In the last few months I noticed that flexible packaging and plastics in general are getting some serious backlash. With large retail chains trying to renounce plastics in their processes and with movements such as plastic-free lifestyle, I see that some myths and stereotypes are forming around plastics, which I would like to address.
When companies promote renouncing packaging, they are always talking about excessive packaging. If product is overpackaged, then removing excessive plastic makes sense and is widely recommended. However, most of the products are optimally packaged or even underpackaged. In such cases removing packaging only makes the problem worse – it shortens the shelf life of the product.
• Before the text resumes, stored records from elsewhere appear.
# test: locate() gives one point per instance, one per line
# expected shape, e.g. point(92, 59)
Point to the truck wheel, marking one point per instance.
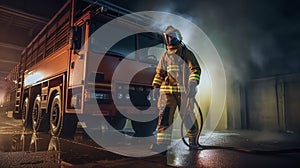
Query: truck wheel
point(26, 120)
point(144, 129)
point(61, 124)
point(117, 123)
point(39, 123)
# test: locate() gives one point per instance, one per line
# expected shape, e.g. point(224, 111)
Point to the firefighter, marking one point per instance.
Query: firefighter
point(177, 76)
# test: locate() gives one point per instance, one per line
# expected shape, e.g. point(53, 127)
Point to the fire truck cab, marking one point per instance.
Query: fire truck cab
point(60, 79)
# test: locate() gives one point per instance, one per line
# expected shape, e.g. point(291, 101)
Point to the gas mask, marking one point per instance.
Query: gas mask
point(172, 36)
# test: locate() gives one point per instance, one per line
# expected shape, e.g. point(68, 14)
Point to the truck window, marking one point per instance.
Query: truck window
point(124, 48)
point(151, 47)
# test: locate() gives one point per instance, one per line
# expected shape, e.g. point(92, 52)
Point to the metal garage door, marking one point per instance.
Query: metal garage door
point(262, 110)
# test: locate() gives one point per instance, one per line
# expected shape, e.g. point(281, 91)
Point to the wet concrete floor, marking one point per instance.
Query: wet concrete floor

If the product is underpackaged, then adding higher quality packaging will make a smaller environmental impact. Optimum pack design should be the ultimate objective.
According to Food and Agriculture Organization of the United Nations, roughly one-third of all food produced is disposed of before it is consumed. This is approximately 1.3 billion tons of food thrown out each year. Therefore, food waste is also a major contributor to global greenhouse gases and is a large contributor of methane gas at landfills. Furthermore, in industrialized countries more than 40% of food losses happen at retail and consumer levels.
Flexible packaging can help reduce food waste by extending shelf life, improving appearance and controlling portions (to prevent overuse and waste). In the graph below, various food products and their shelf lives were examined. If the same products were packaged in modified atmospheric packaging (MAP) or vacuum packaging compared to plain packaging, shelf life extends significantly.
Even though more and more plastic and packaging is used (plastic and packaging material usage grows), overall food waste and carbon impact is lower. Additionally, bioplastics and recyclable mono-polymer materials can be used as packaging for greater sustainability impact. Future developments will expand and improve recycling and recovery renewable technologies, especially in the emerging markets.